Over the course of the month, Westpac's shares lost 5.7% of their value.
However, that is only telling half the story.
After roaring higher and higher for the past 12 months, the banking giant's shares hit a multi-year high of $35.27 in the middle of February before sinking deep into the red.
This means that from its high, the Westpac share price was down almost 10%.
But why did this happen? Let's see what caused investors to hit the sell button in February.
The catalyst for the selling was the release of Australia's oldest bank's first quarter update.
That update failed to demonstrate why Westpac shares deserved to be smashing the market over the past 12 months and trading on significantly higher than average multiples.

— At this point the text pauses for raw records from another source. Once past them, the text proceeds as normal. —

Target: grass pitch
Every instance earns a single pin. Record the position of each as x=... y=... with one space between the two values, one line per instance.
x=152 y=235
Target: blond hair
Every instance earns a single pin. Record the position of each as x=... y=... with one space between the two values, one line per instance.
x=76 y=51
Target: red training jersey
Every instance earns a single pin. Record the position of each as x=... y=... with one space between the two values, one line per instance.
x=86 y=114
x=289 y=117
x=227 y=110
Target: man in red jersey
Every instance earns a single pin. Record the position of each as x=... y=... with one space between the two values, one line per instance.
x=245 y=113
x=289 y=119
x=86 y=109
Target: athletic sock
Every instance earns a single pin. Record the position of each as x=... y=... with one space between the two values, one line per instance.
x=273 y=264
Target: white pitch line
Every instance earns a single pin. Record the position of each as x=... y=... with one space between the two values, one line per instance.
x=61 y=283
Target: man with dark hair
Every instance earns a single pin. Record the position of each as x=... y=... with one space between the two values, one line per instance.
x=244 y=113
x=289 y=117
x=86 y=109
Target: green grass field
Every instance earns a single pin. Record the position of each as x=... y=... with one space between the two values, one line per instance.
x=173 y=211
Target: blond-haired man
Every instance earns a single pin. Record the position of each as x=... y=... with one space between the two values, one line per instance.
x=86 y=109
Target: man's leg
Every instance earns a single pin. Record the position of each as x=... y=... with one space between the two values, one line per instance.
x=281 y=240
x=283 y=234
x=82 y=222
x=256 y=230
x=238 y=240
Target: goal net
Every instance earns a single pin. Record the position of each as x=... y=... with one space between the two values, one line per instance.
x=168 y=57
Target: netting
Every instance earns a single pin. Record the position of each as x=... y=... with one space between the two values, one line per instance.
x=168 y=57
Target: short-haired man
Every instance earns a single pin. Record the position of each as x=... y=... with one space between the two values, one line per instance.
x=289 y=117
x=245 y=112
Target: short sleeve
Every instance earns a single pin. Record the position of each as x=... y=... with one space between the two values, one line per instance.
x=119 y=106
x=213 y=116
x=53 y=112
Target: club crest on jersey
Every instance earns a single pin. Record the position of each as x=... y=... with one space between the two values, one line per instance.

For the three months ended 31 December, Westpac revealed that its net interest income fell 6% for including notable items but rose 1% excluding them. Non-interest income was up 9% excluding notable items thanks to higher financial market revenue.
On the bottom line, Westpac recorded an unaudited net profit of $1.7 billion during the quarter. Whereas excluding notable items, the big four bank posted a net profit of $1.9 billion. This represents a 3% increase on the quarterly average during the second half of FY 2024.
The key metric that a lot of investors watch is the net interest margin (NIM). Westpac revealed that its core NIM was down 2 basis points to 1.81%.
Management notes that a provision release in second half of FY 2024 contributed 1 basis point to the margin decline. The balance relates to ongoing mortgage competition and further deposit mix shift towards lower spread savings and term deposits.
Combined with a series of underwhelming results from the rest of the banks, this appears to have led to some investors locking in their gains and rotating out of the sector.
Despite February's weakness, the broker community largely believes that the Westpac share price remains overvalued.
For example, in response to its quarterly update, Macquarie, Morgan Stanley, and Ord Minnett have all put the equivalent of sell ratings on its shares with price targets of $28.00, $29.20, and $27.00, respectively. This implies potential downside of approximately 8% to 15%.
The outlier is UBS which reaffirmed its buy rating with a lofty $40.00 price target.